Incidenti stradali e alcol. Jaretti Sodano (Fatebenefratelli): “Introdurre a scuola etica ed educazione tossicologica”
In Italia c’è, alle porte di Torino un centro di eccellenza che aiuta chi vuole veramente vincere la dipendenza dall'alcol: si tratta del servizio di Riabilitazione da alcol farmacodipendenze (Raf) dell'Ospedale Fatebenefratelli di San Maurizio Canavese. È l’unica struttura di qualità “specificamente” dedicata in Piemonte e una delle poche in Italia. Secondo l’ultima Relazione al Parlamento dell'Istituto superiore di sanità (maggio 2019), in Italia ci sono 8 milioni e 600mila consumatori di alcol a rischio, 68mila le persone alcol-dipendenti prese in carico dai servizi di cura, 4.575 incidenti stradali causati dall'uso di alcolici
Camilla e Gaia, falciate in strada a Roma, sette giovani vite spazzate via in Valle Aurina (Alto Adige) e ancora due donne morte sulla strada Arceviese (Senigallia). Questi tre tragici incidenti stradali, che hanno, rispettivamente, chiuso il primo il 2019 e gli altri due aperto il 2020, hanno un elemento in comune: chi li ha causati aveva bevuto troppo e le vittime erano pedoni. Un dato in linea con quelli forniti dall’Istat per il 2018 in cui si registrava un aumento del numero di pedoni tra le vittime (612, +2%). Secondo le stime preliminari del rapporto Istat-Aci sugli “Incidenti stradali” per il periodo gennaio-giugno 2019, c’è una riduzione del numero di incidenti stradali con lesioni a persone (82.048, pari a -1,3%) e del numero dei feriti (113.765, -2,9%), ma il totale delle vittime entro il trentesimo giorno (1.505, + 1,3%) è in lieve aumento rispetto allo stesso periodo dell’anno precedente.
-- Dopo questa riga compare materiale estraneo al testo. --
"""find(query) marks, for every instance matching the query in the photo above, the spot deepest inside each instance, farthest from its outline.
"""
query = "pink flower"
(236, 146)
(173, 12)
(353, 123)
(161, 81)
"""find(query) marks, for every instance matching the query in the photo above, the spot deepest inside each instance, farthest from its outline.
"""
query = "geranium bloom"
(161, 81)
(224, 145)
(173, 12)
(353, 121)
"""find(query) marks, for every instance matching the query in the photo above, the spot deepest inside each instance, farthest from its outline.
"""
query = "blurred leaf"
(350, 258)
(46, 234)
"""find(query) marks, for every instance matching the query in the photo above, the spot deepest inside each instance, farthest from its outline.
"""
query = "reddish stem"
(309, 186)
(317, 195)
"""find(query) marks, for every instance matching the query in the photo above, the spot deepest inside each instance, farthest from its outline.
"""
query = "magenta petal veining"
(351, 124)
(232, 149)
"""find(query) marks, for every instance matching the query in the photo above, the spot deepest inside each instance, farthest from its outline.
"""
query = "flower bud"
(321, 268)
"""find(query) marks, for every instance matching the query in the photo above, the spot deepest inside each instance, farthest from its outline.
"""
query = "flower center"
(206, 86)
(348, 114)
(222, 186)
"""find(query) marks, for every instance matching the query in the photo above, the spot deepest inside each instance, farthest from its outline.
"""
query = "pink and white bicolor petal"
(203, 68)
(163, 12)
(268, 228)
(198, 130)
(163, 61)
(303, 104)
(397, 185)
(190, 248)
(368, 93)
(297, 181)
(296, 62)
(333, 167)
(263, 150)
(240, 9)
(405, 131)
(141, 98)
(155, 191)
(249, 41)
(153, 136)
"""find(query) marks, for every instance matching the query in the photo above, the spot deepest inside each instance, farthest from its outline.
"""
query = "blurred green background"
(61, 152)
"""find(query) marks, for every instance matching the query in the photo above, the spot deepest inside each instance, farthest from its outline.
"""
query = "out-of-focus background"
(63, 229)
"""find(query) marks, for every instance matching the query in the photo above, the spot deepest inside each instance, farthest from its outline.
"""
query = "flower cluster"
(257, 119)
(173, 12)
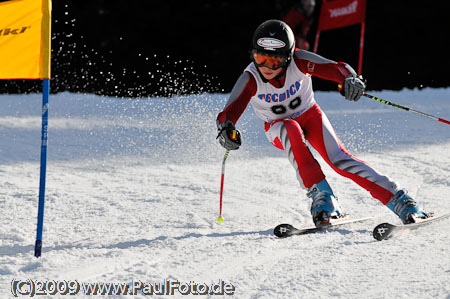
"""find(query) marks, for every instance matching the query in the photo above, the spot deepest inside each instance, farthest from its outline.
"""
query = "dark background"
(141, 48)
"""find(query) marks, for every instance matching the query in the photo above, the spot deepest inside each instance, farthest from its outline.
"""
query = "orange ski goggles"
(271, 62)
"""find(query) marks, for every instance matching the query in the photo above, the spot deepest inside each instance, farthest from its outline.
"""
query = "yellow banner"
(25, 34)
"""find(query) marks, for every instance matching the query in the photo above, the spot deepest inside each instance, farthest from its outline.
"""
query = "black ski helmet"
(274, 37)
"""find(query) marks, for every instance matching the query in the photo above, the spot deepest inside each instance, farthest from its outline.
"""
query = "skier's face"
(269, 73)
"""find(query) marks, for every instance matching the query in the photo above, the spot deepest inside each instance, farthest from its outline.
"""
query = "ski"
(287, 230)
(386, 231)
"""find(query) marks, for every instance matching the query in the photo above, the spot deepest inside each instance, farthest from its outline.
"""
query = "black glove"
(353, 88)
(229, 137)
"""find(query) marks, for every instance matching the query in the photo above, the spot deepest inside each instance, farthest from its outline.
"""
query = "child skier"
(278, 85)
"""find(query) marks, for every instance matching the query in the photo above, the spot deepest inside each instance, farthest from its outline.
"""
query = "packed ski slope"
(133, 195)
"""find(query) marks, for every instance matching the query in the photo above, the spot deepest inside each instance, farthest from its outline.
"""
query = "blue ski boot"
(325, 205)
(406, 208)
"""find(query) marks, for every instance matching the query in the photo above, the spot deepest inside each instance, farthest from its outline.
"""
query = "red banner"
(341, 13)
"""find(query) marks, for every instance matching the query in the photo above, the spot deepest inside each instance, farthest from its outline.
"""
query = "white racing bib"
(290, 101)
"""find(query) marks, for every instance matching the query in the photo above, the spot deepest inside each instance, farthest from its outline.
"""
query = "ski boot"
(406, 208)
(325, 205)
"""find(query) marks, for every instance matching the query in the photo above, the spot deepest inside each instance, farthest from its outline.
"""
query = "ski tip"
(382, 231)
(283, 230)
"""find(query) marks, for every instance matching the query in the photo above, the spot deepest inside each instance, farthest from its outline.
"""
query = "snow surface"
(133, 194)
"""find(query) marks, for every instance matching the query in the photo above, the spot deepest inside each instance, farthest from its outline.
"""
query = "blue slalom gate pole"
(44, 136)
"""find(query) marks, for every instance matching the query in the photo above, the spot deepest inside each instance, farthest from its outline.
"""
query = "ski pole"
(220, 218)
(340, 87)
(406, 108)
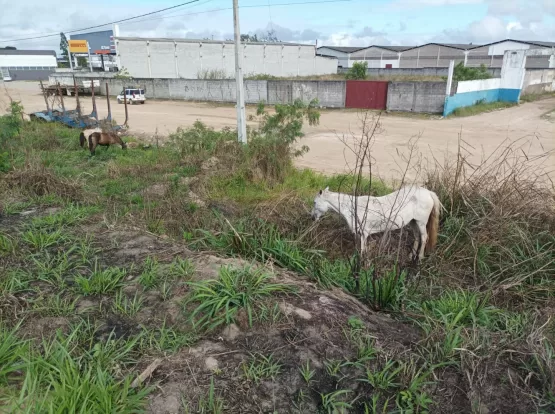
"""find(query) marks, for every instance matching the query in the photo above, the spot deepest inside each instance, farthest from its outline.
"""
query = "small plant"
(166, 339)
(55, 306)
(260, 367)
(181, 268)
(208, 404)
(358, 71)
(384, 379)
(7, 245)
(333, 403)
(306, 372)
(127, 306)
(220, 300)
(40, 240)
(101, 281)
(149, 276)
(382, 292)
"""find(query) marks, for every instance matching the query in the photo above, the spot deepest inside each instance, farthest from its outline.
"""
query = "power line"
(242, 7)
(101, 25)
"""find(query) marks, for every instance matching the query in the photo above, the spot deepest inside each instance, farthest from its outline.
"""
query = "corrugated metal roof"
(344, 49)
(27, 52)
(227, 42)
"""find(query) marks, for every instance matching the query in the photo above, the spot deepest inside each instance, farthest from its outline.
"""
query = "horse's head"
(320, 205)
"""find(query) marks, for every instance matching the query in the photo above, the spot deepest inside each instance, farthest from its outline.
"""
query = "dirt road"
(482, 133)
Secondo l’ultima Relazione al Parlamento dell’Istituto superiore di sanità (maggio 2019), in Italia ci sono 8 milioni e 600mila consumatori di alcol a rischio, 68mila le persone alcol-dipendenti prese in carico dai servizi di cura, 4.575 incidenti stradali causati dall’uso di alcolici. Serate di svago e divertimento finite in tragedia per colpa dell’abitudine allo sballo. Nei racconti di chi causa incidenti dopo aver bevuto troppo spesso ritorna la convinzione di essersi messi alla guida padroni di sé, eppure la consapevolezza di avere una dipendenza è fondamentale per intraprendere un cammino di uscita dal tunnel.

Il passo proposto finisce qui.